The pregnancy is going okay too... 22 weeks today. Lots of stuff to buy and lots of stuff to do and we are running out of time.. if I carry to my due date it's only 18 weeks away.. OMG... so now I'm starting to freak out about labor and delivery.. 18 weeks away and I'm already freaking out.. I oughta be a damn wreck by the time it happens LOL I am in alot of pain lately.. I have the stretching going on around the sides and it feels like my hips have come out of their sockets now when I walk which is very comfy (NOT) but then on top of that I have been having alot of on again off again pressure and cramping.. Actually spent 5 hours in labor and delivery the other night hooked up to machines.. I was having mild contractions according to the more umm... well kept... hospital and absolutely nothing according to the other one.. Of course the 2nd one said that they couldnt' get a reading on my son's heart beat either because he was too active.. but ParkWest had no problem getting a reading on him.. 143-148. Stupid hospital.
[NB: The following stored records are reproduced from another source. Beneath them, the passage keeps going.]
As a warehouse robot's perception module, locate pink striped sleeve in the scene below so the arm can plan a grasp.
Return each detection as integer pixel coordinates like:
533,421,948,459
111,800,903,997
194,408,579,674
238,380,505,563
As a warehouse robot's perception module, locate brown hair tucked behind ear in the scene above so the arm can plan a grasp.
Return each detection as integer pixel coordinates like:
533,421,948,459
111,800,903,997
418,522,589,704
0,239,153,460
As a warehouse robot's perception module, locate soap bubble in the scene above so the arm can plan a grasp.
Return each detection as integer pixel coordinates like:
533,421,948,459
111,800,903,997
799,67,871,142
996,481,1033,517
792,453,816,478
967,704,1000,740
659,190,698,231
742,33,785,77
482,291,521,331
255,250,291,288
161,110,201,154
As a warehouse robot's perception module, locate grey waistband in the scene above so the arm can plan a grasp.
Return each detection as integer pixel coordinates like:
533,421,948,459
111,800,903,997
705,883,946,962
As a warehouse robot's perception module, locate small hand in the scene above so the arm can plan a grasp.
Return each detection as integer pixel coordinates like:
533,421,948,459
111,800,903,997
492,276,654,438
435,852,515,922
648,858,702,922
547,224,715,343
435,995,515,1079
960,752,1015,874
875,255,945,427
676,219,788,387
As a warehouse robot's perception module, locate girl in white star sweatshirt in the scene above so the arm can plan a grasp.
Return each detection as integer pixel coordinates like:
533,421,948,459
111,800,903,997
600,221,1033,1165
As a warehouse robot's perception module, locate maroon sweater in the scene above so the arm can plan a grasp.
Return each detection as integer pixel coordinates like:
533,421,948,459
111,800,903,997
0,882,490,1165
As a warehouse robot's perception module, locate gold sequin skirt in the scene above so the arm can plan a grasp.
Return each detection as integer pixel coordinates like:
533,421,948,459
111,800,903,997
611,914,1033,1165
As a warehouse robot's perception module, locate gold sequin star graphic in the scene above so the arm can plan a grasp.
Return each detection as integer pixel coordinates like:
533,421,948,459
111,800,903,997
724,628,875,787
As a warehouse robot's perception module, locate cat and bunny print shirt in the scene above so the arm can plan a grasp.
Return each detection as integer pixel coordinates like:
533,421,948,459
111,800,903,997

Stupid doctors.. I think it migh be a kidney infection or something. I am calling a family practice tomorrow and making an appointment with a regular practitioner.
The other big news.....I quit work today. Everyone has been telling me for weeks that I need to slow down,that I was pushing it too hard.. so when I went to school today I fell asleep after my computer class waiting for Doug to get out of his class and then had trouble walking.. I cant' stay awake during the day anymore and I don't sleep through the night. So I figured it was best for me and the baby if I took some time off.. and since I can't drop school because I'm too far in.. work was the only other option... It'll be tough but we can do it as long as we are smart. I cried for a good 30 minutes.. my boss said she will put me down as rehirable and write an extenuating circumstances letter for HR so they will rehire me when I want. So now I don't know what to do with myself.. I am going to see if I can find something to do from home or something.. maybe babysit a kid or something part time.